Samstag, 17. August 2013

Das Spukschloss im Spessart (1960) Kurt Hoffmann

Inhalt: Die fünf Räuber Onkel Max (Georg Thomalla), Hugo (Curt Bois), Jockel (Hans Richter), Toni (Paul Esser) und als einzige Frau Katrin (Hanne Wieder) sollen unter der Aufsicht von Von Teckel (Hubert von Meyerinck) hingerichtet werden, aber dem Volk ist diese Strafe nicht hart genüg. Sie fordern, die Fünf in dem alten Wirtshaus im Spessartwald einzumauern, damit sie dort elendig verhungern. Von Teckel ist einverstanden und sperrt sie scheinbar für immer hinter einer Mauer ein, aber er konnte nicht mit den intensiven Arbeiten am Ausbau des Autobahnnetzes in der jungen Bundesrepublik Deutschland rechnen, denen Jahrhunderte später das Wirtshaus zum Opfer fiel. Inzwischen zu Gespenstern geworden, wollen sie sich eine neue Bleibe suchen, weshalb sie sich an das Schloss der Comtesse Franziska von Sandau erinnern, das in der Nähe gelegen ist.

Dort lebt inzwischen deren Nachfahre Charlotte (Liselotte Pulver), die nicht nur das alte Gemäuer von ihrem Vater geerbt hatte, sondern auch dessen Schulden. Deshalb steht ihr das Wasser bis zum Hals und die Pfändung des Schlosses kurz bevor. Die Ankunft der Gespenster erzeugt des nachts seltsame Vorkommnisse im Schloss, weshalb sie und ihre Tante Yvonne (Elsa Wagner) froh sind, als mit Martin „Dings“ (Heinz Baumann) ein junger Mann vor der Tür steht, der behauptet, in der Nähe einen Unfall gehabt zu haben, weshalb er um eine Unterkunft für eine Nacht bittet. Sie ahnen noch nicht, dass sein Besuch geplant war, aber die Gespenster, die sich Charlotte als ihre Freunde vorstellen, erweisen sich bald als hilfreiche Gesellen…


Nach dem großen Erfolg mit "Das Wirtshaus im Spessart" (1958), der seine kabarettistischen Seitenhiebe auf die Bundesrepublik Deutschland mit einer komödiantischen Geschichte aus alten Räuber-Zeiten und viel Musik verband, ließ Regisseur Kurt Hoffmann mit "Wir Wunderkinder" (1958) einen Film folgen, der seine Kritik unmittelbarer und vor einem ernsthafteren Hintergrund formulierte. Zu verdanken waren die respektlosen Anspielungen auf die "Wirtschaftswunderjahre" in beiden Filmen dem Duo Wolfgang Neuss / Wolfgang Müller, das besonders in "Wir Wunderkinder" zu Hochform auflief.
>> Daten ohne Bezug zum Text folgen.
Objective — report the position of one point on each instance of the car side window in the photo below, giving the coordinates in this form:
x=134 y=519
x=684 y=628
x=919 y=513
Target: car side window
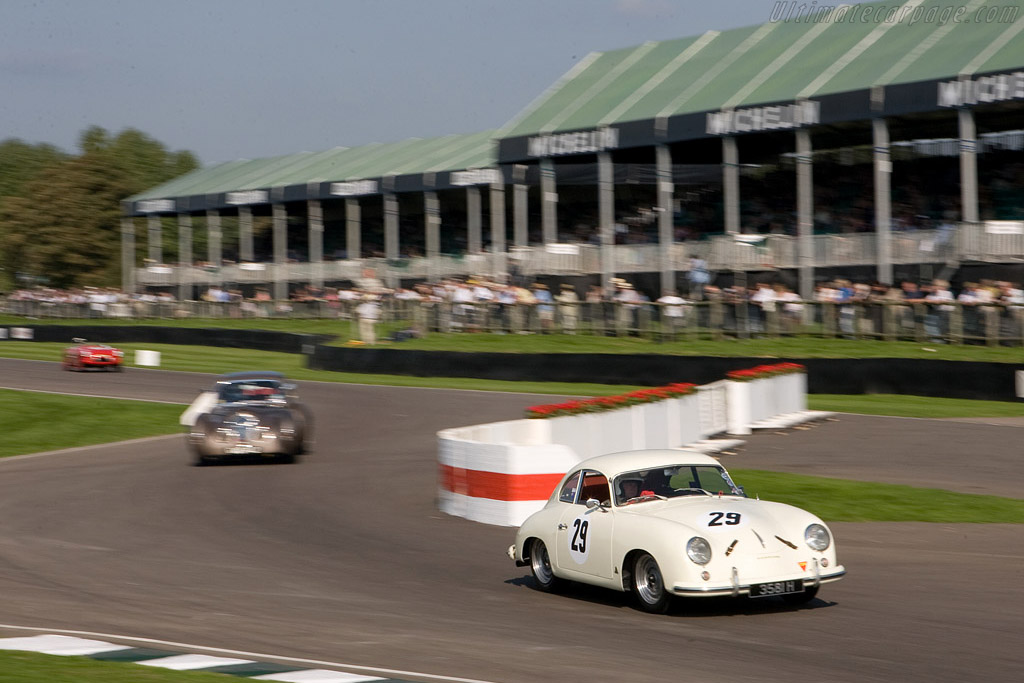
x=567 y=494
x=595 y=485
Nach einigen weiteren Filmen des viel beschäftigten Regisseurs (unter anderen "Das schöne Abenteuer" (1959), ebenfalls mit Liselotte Pulver), die an den Kinokassen deutlich schwächer abschnitten und heute nahezu unbekannt sind, griff Hoffmann bei "Das Spukschloss im Spessart" erneut auf die alte Erfolgsformel zurück.

Zwar waren außer Hauptdarstellerin Liselotte Pulver, Hans Clarin, Hubert von Meyrinck in seiner ewigen Rolle als preußischer Kommiskopp (auch wenn er hier einen Bonner Staatsbeamten mimt) und Paul Esser Niemand der früheren Besetzung aus "Das Wirtshaus im Spessart" wieder mit an Bord, aber mit Hanne Wieder, Curt Bois, Hans Richter und Georg Thomalla wurde geeigneter Ersatz gefunden. Allerdings nicht für Wolfgang Neuss und Wolfgang Müller, nach dessen Unfall-Tod auch auf Neuss verzichtet wurde - ein herber Verlust, der sich deutlich in der Qualität der ironischen Anspielungen niederschlägt, die in „Das Spukschloss im Spessart“ gröber und weniger wirkungsvoll ausfielen, obwohl die Handlung diesmal in der Gegenwart spielte - zeitweise sogar unmittelbar in Bonn am Rhein, der damaligen Hauptstadt der BRD.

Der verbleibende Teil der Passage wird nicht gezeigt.